ElasticSearch Poll
February 7, 2012 6 Comments
We use ElasticSearch more and more here at Sematext (we have a number of ElasticSearch projects right at this moment, some of them quite massive in terms of data and/or query volume). In our work we typically have only 1 ElasticSearch instance/only 1 JVM running ElasticSearch on each server in the cluster.
How about you? Do you run multiple ElasticSearch instances/JVMs per box in production?
Thank you for your feedback!





What’s the reasoning for running multiple instances? Is this is an effective way of avoid GC related issues on machines with a lot of memory? How big is the overhead from a processing perspective? Do you use dedicated disk / EBS drives for each instance to keep the IO performance predictable? How about network bandwidth – can multiple ES saturate that or this is not even a problem worth considering?

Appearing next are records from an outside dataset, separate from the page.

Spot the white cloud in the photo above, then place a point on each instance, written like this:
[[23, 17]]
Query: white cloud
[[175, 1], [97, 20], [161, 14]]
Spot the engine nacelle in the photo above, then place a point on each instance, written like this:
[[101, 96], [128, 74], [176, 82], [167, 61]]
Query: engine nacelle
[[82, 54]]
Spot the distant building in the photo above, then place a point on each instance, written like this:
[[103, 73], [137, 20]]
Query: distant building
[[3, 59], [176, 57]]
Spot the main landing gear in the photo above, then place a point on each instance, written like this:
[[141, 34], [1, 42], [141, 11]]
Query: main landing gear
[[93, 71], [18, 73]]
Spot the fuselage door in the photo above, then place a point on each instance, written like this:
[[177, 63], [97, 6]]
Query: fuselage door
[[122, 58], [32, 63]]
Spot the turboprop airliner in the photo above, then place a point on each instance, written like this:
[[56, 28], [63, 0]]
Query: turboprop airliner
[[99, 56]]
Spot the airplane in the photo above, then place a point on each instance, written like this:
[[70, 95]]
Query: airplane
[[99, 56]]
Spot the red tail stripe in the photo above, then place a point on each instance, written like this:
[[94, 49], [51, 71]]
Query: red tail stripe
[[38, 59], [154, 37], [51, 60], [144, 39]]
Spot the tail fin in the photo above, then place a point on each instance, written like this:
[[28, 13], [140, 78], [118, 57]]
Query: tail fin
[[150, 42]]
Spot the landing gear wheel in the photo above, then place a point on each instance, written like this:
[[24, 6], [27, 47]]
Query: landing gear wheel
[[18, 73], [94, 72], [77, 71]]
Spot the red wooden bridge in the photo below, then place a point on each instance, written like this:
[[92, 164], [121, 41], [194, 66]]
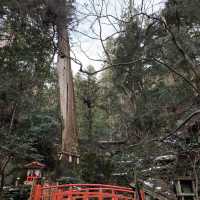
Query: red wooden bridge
[[82, 192]]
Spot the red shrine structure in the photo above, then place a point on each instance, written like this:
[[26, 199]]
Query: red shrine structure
[[34, 171]]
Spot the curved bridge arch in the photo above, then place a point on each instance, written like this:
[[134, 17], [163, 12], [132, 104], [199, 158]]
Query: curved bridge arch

Is the ideal number of instances related to the number of CPU cores? Is this really a good idea from a HA point of view? (you can end-up having all the replicas on a single machine) Is ES supporting replica placement policies (machine, rack awareness)?

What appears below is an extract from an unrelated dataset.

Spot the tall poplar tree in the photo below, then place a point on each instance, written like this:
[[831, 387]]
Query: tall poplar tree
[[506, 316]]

Man Andrei, you sure you asked enough questions there?
Thanks for answering them. I hope that other readers will find them useful. Also I find it quite amazing that an important feature just got added a few hours ago.
Andrei: Indeed. However, another way to look at that important feature that got implemented just now is that it got implemented within 24 hours of us opening the issue. That’s hot.

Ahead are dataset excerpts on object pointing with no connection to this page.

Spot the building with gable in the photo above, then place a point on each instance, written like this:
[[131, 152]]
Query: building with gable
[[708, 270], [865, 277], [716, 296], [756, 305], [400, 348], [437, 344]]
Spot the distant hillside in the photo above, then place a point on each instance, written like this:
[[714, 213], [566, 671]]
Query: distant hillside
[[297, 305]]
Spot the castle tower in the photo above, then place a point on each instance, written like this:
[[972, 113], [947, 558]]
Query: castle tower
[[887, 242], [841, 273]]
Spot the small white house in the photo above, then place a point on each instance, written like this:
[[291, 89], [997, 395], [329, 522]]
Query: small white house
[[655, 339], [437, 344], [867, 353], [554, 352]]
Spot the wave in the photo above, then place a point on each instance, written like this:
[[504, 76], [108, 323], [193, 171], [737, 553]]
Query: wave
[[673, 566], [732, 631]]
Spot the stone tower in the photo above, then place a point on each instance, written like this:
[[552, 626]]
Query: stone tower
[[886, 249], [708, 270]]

Yep! Shay Banon is doing a fabulous job at driving the project forward!
The single reason for running more than one instance on a single machine is a machine with a lot of memory (north of 100gb) and possibly wanting to run several instances with smaller heap sizes (28-30gb, so compressed oops are stil in effect).
So, that feature that was added is not really that important (though I was happy to add it it was simple enough). I never heard of people needing to run more than 1 instance on a machine.